Creativity: The New Business Currency
Today, the currency required to get customer attention and mindshare is less about shouting about how great you are, and more about attributes such as creativity and storytelling. This really scares the C-Suite brigade, who’ve been brought-up putting together messages that shout to get attention. For many, the closest they get to storytelling is when they’re talking with shareholders. The “C” in “C-Suite” doesn’t often stand for “Creative”. Hey – in many organizations, it stands for something a lot ruder than “Chief”…
Today’s value communication is not about getting celebrity endorsements, hiring the hippest film director, or having a gazillion-dollar budget. Above all, it’s not about shouting about the product or service that you’re trying to sell. It doesn’t matter how many times you tell me that your business value is faster / cheaper / better / whatever than everyone else. Why? Because I don’t care.
So, is such “new age” advertising trying to masquerade as something other than sales fodder? Is storytelling-based advertising, at the end of the day, any more sincere that the “shouting” kind?
Of course not. But does that ultimately matter? Is such content inherently less valuable because it’s come from a brand rather than from an individual? From my perspective, I don’t really make such a distinction: good stuff is good stuff – end of.
Creativity: The New Business and Marketing Currency
To me, what matters is how successful the communication. For it to succeed, it has to have resonated with the target audience at an emotional level. That emotion may be joy, fear, sorrow, anger, whatever. But for content to truly connect there needs to be an emotional connection.

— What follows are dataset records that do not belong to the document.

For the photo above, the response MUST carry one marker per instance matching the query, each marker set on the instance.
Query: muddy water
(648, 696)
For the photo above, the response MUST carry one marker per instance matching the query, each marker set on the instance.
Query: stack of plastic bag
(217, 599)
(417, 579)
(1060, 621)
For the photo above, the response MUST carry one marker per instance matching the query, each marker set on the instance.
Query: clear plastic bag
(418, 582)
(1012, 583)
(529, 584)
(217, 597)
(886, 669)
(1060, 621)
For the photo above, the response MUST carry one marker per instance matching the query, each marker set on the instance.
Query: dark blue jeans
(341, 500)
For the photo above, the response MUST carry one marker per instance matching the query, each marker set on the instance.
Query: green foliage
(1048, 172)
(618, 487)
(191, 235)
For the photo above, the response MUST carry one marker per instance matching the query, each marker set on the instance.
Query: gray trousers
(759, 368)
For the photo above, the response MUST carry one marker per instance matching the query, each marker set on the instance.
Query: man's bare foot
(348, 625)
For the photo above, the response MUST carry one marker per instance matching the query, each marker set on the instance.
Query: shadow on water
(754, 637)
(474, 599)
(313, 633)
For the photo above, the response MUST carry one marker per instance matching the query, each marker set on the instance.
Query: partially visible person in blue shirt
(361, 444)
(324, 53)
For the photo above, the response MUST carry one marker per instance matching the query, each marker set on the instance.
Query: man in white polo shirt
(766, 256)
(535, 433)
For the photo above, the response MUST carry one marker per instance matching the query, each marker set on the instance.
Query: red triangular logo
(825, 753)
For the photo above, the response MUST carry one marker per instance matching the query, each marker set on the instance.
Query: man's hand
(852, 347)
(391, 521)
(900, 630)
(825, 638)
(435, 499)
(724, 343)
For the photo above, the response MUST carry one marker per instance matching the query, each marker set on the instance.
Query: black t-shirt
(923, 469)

Storytelling at this level isn’t easy. It’s not something that pops-out by entering a formula. To get there takes time, patience, empathy, understanding. You won’t find the right answer from strategy meetings, brainstorming workshops, or executive retreats.
It’s not about format, duration, channel, or other such technicalities. It’s about creating something that moves people. That resonates with their heart more than their head. Bill Bernbach, one of the fathers of modern advertising, called it Simple Timeless Human Truths.
Great advertising has always done that.